Hi,
I'm very new to this and after reading a few tutorials (thanks a lot for the exagone-tuts!) I now wanted to get a little practical.
So this is the first task I gave me. Writing an UrlDecode-DLL.
It took me a while but now it works !
But to me it looks very unstructured.
As you may see, I know very little opcodes and know very little about them. I'd really like to get to know better Assembler than that. Please teach me how to!
There are a few question:

    [*]Is there an easyer way to convert 2 HexCars to a number?
    [*]Does that "cld" have any relevance in this context?
    [*]Is there a good way to take advantage of the "rep" command
    [*]I feel very limited with creating a string of fixed length; Is there any other way but using the SysAllocStringByteLen?
    [*]Is it better to do the HexConversion like this or with more jumping?


    Thanks

    
    
    UrlDecode proc uses ecx , text:DWORD
    LOCAL ReturnString$ :DWORD
    LOCAL ln :DWORD
    LOCAL Occurencys :DWORD

    push esi ;save esi and edi
    push edi

    mov ecx, text
    xor eax, eax

    StartLengthLoop:
    mov dl, [ecx]
    inc ecx ;GetStringLength
    cmp dl, "%"
    jne CharNotFound
    inc eax ;Count Occurency of "%"
    CharNotFound:
    cmp dl, 0
    jne StartLengthLoop

    mov Occurencys, eax ;save "%"-Count as Occurencys
    sub ecx, text ;correct StringLength
    dec ecx
    shl eax, 1 ;calculate NewStringLength
    sub ecx, eax

    jns DontZeroEcx ;end if negative
    mov ecx, 0
    DontZeroEcx:

    mov ln, ecx
    invoke SysAllocStringByteLen,0,ln ;Allocate Space for the resultString
    mov ReturnString$, eax

    cmp ln, 0 ;End if Length is 0
    je TheEnd

    mov esi, text ;Set Pointers to StringVars
    mov edi, ReturnString$
    mov ecx, ln ;set ecx to StringLength
    cld

    add ln, edi
    cmp Occurencys, 0 ;Check whether there need to be made any replacements
    je NoHex

    StartLoop: ;Start of the ReplacmentLoop
    mov al, [esi] ;copy current char
    cmp al, "%" ;compare to "%"
    jne CharNotFound2

    xor eax, eax
    inc esi
    mov ax, [esi] ;Get the 2 HexChars

    mov dx, ax ;Convert To Hex
    and dx, 16448 ;01000000 01000000
    shr dx, 3
    add ax, dx
    shr dx, 3
    add ax, dx
    and eax, 3855 ;00001111 00001111
    shl al, 4
    add al, ah

    mov [edi], al
    inc esi
    jmp EndLoop
    CharNotFound2:
    cmp al, "+" ;if regular Char
    je ReplacePlus
    mov [edi], al
    jmp EndLoop
    ReplacePlus: ;replace "+" with space
    mov al, 32
    mov [edi], al
    EndLoop:
    inc esi ;StringPointer erh?hen
    inc edi
    cmp ln, edi ;end if OutputStringLength reached
    jg StartLoop
    jmp TheEnd
    NoHex: ;No "%" replaceing necessary
    ;rep movsb
    mov al, [esi]
    cmp al, "+" ;Replacing of "+"s only
    je ReplacePlus2
    mov [edi], al
    jmp NoPlus
    ReplacePlus2:
    mov al, 32
    mov [edi], al
    NoPlus:
    inc esi
    inc edi
    cmp ln, edi
    jg NoHex
    jmp TheEnd
    TheEnd:
    mov al, 0 ;terminate String
    mov [edi], al

    mov eax, ReturnString$ ;return String

    pop edi
    pop esi
    ret
    UrlDecode endp


    Posted on 2001-09-05 07:24:26 by Butch77
1) Is there a better way to convert to ascii characters representing a hex value to that char? No, this is a very good way of doing it!

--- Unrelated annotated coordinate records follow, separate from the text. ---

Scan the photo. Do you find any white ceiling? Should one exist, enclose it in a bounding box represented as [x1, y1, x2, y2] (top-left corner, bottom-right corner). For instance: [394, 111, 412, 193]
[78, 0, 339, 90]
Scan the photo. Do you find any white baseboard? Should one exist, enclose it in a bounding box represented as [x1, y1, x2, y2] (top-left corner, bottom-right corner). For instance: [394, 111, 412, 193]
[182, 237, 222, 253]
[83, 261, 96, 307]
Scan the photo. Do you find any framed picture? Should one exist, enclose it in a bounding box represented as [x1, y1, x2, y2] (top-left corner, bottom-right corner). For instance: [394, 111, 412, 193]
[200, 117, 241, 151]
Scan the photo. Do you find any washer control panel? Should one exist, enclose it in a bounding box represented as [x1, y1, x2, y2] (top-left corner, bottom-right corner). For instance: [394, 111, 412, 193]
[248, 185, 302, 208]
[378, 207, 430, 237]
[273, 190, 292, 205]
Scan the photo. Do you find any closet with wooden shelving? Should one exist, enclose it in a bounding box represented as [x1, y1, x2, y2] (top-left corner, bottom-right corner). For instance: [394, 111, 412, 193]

2) cld is the mnemonic to clear the direction flag in the processor.
This usually determines whether to increment, or decrement esi and/or edi when using certain commands (see lods, stos, movs as examples). In this context it performs no function.
When using lods/stos/movs it is desireable to move forwards, as it is faster due to caching reasons.

3) rep not really suitable, as it will repeatedly apply the certain instructions it applys to, and can only be used in conjunction with one instruction at a time. You need to analyse your results after each fetch from memory.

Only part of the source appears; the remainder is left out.